Nata a Kazbegi, Lisiko ha frequentato e superato a pieni voti l’Accademia d’arte a Tbilisi, specializzandosi poi in arte sacra. Nei primi anni dopo gli studi, ha dipinto la bellezza di 300 miniature che hanno illustrato il Vangelo di Marco: «Faccio arte sacra non perché io l’abbia deciso, ma perché Dio ha deciso per me. Non pensavo di dipingere cose da chiesa, ma poi non ho più potuto farne a meno».
Mi incuriosisce i sentimenti che l’animano quando dipinge un’icona: «Avverto – mi spiega – una particolare responsabilità e il desiderio chiaro di dipingere sempre meglio, con perfezione direi. Dalla indeterminatezza della materia grezza, che a modo suo è già una perfezione, mi esalta, artisticamente parlando, tirarne fuori una piccola, modesta perfezione».

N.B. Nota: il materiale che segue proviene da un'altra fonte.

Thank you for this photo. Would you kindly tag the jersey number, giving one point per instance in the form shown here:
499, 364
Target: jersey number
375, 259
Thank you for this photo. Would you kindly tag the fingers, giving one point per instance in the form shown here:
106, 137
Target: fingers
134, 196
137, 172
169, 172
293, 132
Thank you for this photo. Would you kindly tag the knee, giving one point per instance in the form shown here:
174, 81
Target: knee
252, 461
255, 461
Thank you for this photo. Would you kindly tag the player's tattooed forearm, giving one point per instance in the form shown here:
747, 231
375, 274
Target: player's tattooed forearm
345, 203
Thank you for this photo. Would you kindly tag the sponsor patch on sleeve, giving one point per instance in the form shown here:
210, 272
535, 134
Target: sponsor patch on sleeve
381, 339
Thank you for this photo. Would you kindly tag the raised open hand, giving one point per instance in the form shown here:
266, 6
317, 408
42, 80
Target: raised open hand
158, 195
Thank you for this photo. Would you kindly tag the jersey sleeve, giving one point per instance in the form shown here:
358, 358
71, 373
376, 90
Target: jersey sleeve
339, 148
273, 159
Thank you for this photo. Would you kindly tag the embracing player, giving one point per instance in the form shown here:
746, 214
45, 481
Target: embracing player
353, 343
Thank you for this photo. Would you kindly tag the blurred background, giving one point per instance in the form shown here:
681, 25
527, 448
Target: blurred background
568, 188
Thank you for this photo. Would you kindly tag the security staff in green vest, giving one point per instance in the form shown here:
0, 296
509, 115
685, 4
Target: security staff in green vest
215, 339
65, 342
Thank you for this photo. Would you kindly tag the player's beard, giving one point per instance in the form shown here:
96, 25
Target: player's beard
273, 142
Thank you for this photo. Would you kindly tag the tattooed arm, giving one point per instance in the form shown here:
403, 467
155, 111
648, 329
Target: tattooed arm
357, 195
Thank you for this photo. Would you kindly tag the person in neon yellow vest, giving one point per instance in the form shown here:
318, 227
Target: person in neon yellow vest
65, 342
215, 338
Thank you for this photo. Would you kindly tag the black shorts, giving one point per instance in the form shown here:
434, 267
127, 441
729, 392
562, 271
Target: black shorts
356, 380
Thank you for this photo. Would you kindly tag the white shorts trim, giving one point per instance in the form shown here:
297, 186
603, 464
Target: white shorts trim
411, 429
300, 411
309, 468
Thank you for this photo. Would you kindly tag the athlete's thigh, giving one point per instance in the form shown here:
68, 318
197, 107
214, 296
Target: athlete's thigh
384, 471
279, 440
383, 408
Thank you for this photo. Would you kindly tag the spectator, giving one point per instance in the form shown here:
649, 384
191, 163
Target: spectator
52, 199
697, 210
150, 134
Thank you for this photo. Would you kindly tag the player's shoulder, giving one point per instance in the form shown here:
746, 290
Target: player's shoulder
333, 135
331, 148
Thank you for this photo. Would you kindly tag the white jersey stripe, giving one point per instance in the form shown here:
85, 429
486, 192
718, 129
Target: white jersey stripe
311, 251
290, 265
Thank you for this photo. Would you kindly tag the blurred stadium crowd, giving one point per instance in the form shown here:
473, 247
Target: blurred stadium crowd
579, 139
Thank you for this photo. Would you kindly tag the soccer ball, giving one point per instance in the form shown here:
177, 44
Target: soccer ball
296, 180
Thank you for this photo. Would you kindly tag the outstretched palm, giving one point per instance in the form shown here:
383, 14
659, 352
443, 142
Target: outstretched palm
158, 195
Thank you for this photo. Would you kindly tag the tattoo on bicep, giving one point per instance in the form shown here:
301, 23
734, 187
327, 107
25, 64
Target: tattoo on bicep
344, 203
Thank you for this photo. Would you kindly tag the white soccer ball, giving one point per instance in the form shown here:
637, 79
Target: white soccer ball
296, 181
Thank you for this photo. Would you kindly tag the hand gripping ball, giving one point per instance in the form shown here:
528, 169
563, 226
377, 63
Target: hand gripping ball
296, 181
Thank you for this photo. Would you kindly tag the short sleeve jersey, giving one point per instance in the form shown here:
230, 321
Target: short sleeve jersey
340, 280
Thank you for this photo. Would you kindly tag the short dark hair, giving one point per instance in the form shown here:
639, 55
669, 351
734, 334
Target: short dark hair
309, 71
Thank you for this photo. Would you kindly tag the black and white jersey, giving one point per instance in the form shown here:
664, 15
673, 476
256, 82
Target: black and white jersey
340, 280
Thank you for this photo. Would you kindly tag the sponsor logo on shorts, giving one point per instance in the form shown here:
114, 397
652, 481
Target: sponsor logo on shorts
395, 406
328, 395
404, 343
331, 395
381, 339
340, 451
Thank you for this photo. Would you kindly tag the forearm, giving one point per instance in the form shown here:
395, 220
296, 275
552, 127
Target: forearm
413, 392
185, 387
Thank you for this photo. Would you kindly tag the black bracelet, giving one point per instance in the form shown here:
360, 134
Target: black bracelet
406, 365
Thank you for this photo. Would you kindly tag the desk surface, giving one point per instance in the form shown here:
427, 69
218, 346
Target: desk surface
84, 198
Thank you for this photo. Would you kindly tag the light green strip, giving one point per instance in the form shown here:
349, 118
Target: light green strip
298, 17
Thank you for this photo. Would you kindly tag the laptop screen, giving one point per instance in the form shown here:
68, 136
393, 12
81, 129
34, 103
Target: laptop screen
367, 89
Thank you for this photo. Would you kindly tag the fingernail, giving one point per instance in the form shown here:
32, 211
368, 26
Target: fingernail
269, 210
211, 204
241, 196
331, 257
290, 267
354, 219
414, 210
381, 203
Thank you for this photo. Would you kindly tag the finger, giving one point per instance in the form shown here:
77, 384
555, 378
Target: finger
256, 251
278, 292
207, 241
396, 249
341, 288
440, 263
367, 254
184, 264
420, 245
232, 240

Dopo qualche anno trascorso nella turbolenta Tbilisi, Lisiko è tornata qui nella valle di Kazbegi perché è stata chiamata a dipingere la chiesa di Arsha. Ma poi c’è rimasta: «Le condizioni per lavorare qui sono eccellenti, perché c’è calma e non si è oppressi dalla quotidianità della vita di città, anche se per certi versi la vita di montagna è certamente più dura, aspra, solitaria. E non c’è lavoro da queste parti, c’è un’immensa disoccupazione per cui i giovani se ne vanno tutti, o quasi, in città, in cerca come si dice di fortuna. Io, invece, ormai ho un giro di amici e conoscenti, di clienti, che mi consente di arrivare regolarmente alla fine del mese con le mie produzioni».
Sto arrivando da una regione come Tusheti, dove il c ristianesimo è arrivato solo all’inizio del XX secolo, cosicché le reminescenze di culti pagani – sacrifici animali, formule astruse, esaltazione delle forze della natura – si mescolano con la fede nel Cristo. E qui? La religione quassù a Kazbegi è interamente cristiana o restano reminescenze pagane? «Qui siamo cristiani, punto e basta – s’offende Lisiko –. Il patriarca della Chiesa ortodossa georgiana, Ilia II, non a caso è nato qui accanto, a Sno, in un contesto cristiano al 100 per cento. Egli afferma, ad esempio, a proposito dei tanto criticati sacrifici animali che si definiscono pagani, che se gli animali vengono poi condivisi su una tavola diventano non più un’idolatria ma un servizio ai cristiani».
Dal portico della casa delle sorelle Chqareuli si notano tanti pali della luce, ma nessuno perpendicolare al suolo; case senza intonaco e, purtroppo, tutte coi tetti di eternit e di amianto, per gran danno del paesaggio e della salute; vecchie serre in disuso; mucchi di materiale di riporto; un paio di vagoni ferroviari trasformati in qualcosa di simile a un’abitazione; campi allo stato brado, salvo qualche campo di patate; vecchi camion di epoca sovietica in rottamazione; covoni di paglia come non se ne vedono da noi da cinquant’anni; fili elettrici d’ogni genere sospesi in ogni dove, a formare grovigli inverosimili. E montagne e montagne e montagne. Alte maestose minacciose.
L’atelier di Lisiko e Marina profuma di lana e di unguenti, di incenso e di latte. Qui il tempo si ferma e la bruttura muta in bellezza. Sembra che ci si elevi sulle cime innevate della catena del Caucaso, per osservare quel che non muore.